Upon her arrival at Oxford, Mary is immediately recruited by "Ronnie" into the acting group and notes this left her with two unexpected legacies:
a coterie of lasting friends (Nothing binds like shared danger, however spurious.) and a distinct taste for the freedom that comes with assuming another's identity. (45)
The latter skill will come in handy during her "work" with Holmes. There are several "mysteries" in this first installment of the series. The first is a neighbor's suspicions regarding what she believes to be her husband's nefarious activities. The second involves a kidnapped 6-year-old child. And the third...well, it involves bombs...and disguises...and betrayal. 
I did not think of myself as a detective. I was a student of theology, 
and I was to spend my life in exploration, not of the darker crannies of human misbehaviour, 
but of the heights of human speculation concerning the nature of the Divine.
That the two were not unrelated did not occur to me for years. (34) 

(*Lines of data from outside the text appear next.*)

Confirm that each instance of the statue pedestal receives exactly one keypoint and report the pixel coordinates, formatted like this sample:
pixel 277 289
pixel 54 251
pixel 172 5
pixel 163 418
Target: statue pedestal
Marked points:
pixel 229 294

A dream foreshadows some of their future challenges, as Mary remembers part of Holmes' book on beekeeping:
"A hive of bees should be viewed, not as a single species, but as a triumvirate of related types, mutually exclusive in function, but utterly and inextricably interdependent upon each other. 
A single bee separated from its sisters and brothers will die, even if given the ideal food and care. 
A single bee cannot survive apart from the hive." (167) 
That could most certainly be interpreted in many different ways...

Deciphering a code begins to break the case loose...
the decoded letters spell M-O-R-I-A-R-T-Y. 
But how could that be? 
He is most certainly dead...
by Holme's own hand,
isn't he? 

I can understand why this book was nominated for the Agatha Award in 1994!
I am planning to read the second book in the series this week! 
Have you read any historical mysteries?